Would you like a job where you make 60 cold calls and only get to speak to someone once?
Receptionists, or as we call them, "Gatekeepers", are the first barriers BDRs encounter. In our experience, the key is to be patient. Let's not burn the bridge by being too pushy or desperate!
What matters isn't so much what we say, it's how we say it and that we are respectful and curious instead of pushy and sale-sy.
According to Orum, a SaaS calling platform, in over 7 million calls placed on their tool, they've observed that leaving voicemails leads to a higher pick-up rate.
We haven't measured the impact on pickup rates on our end, but we have seen increases in email open rates and email replies.
For example, here is a simple voicemail template:
"Hi John, this is Derek. I emailed you today with the subject line "cyber-insurance readiness." If have a moment, please let me know what you think of my question.
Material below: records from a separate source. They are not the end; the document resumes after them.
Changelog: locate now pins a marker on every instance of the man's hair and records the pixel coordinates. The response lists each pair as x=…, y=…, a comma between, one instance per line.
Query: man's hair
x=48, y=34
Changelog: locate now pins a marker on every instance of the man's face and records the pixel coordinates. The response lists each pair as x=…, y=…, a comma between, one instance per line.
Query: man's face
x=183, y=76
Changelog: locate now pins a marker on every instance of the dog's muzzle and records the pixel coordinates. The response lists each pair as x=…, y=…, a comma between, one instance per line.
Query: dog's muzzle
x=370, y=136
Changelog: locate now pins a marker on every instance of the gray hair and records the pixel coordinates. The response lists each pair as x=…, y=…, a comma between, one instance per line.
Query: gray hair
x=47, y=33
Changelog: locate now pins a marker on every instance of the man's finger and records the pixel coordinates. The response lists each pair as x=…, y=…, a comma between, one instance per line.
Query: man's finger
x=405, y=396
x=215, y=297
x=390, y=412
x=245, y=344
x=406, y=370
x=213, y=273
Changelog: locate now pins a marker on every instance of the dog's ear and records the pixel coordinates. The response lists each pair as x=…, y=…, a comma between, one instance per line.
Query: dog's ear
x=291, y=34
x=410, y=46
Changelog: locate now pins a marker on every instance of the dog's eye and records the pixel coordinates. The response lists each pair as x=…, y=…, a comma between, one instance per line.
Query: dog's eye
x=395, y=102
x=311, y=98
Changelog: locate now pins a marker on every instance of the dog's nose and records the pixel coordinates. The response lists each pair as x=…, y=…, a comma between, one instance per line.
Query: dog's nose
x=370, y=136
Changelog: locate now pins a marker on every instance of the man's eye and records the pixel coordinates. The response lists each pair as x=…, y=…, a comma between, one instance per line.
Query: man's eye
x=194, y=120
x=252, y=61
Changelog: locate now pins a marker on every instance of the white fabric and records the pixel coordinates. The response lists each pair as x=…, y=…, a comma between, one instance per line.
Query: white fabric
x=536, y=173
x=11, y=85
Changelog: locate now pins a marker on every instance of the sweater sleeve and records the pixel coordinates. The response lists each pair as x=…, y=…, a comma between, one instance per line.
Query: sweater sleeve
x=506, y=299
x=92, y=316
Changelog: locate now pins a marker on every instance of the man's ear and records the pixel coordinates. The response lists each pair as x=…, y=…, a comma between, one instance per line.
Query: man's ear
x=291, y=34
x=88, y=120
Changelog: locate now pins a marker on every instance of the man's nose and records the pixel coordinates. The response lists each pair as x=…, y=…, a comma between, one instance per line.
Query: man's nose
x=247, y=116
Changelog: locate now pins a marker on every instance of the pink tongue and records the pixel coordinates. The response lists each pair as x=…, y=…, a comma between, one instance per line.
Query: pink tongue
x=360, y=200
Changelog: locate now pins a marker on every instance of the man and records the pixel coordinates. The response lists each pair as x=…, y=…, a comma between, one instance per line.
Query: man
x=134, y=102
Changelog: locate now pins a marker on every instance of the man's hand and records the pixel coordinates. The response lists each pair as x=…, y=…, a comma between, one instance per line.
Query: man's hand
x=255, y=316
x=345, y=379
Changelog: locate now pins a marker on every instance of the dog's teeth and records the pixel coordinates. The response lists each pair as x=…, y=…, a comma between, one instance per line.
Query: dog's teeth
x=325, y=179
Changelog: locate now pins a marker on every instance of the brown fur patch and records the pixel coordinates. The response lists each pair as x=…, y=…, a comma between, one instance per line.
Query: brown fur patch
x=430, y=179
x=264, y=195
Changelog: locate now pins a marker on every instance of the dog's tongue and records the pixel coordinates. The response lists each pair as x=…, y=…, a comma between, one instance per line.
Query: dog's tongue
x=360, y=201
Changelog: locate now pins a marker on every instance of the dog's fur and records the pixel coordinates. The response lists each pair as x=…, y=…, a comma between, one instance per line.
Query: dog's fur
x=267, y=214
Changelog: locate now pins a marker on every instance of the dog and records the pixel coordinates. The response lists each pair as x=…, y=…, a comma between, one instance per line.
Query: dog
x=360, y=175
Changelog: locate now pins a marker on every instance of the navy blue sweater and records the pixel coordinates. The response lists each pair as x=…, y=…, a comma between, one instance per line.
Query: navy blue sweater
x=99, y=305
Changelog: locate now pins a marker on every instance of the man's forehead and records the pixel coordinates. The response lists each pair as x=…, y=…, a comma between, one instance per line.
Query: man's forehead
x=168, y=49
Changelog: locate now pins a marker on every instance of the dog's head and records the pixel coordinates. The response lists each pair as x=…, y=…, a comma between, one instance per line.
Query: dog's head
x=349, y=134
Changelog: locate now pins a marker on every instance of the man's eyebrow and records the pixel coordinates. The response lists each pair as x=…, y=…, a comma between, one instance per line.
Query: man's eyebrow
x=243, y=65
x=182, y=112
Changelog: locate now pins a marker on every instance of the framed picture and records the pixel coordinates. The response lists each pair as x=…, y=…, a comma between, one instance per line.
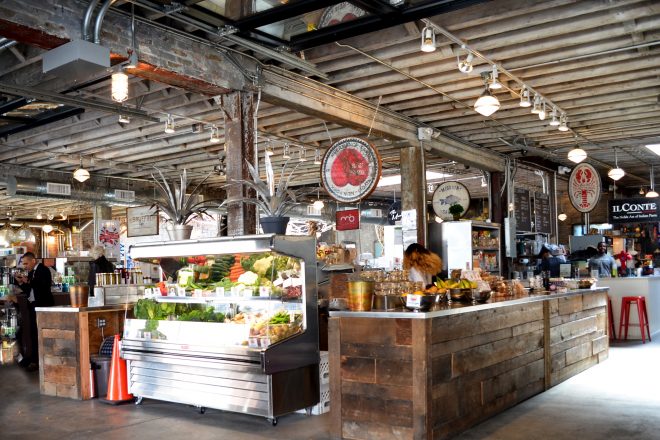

Thank you, and have a great day."
We use voicemails to point prospects towards our emails because these contain more information and it's in a place where prospects can digest it better and reply with a click.
Not all replies are positive, and this is OK. Because any reply is better than nothing. A "no, thank you" means we can stop wasting our time and move on to the next prospect in our queue.
Unless an MSP is targeting very small businesses or start-ups, it's fair to say that most decision-makers aren't deciding on vendor relationships alone, in fact, they are part of a committee with many decision-makers and influencers.
According to Gartner, the typical buying group for a complex B2B solution involves six to 10 decision makers‚ each armed with four or five pieces of information they've gathered independently and must deconflict with the group.
This is why BDRs should hunt the account, not the contact.
So, what does this look like?
During cold calls, it means asking for different decision-makers, in sequence emails, it means enrolling multiple contacts, and in LinkedIn, it means connecting with more than one decision maker.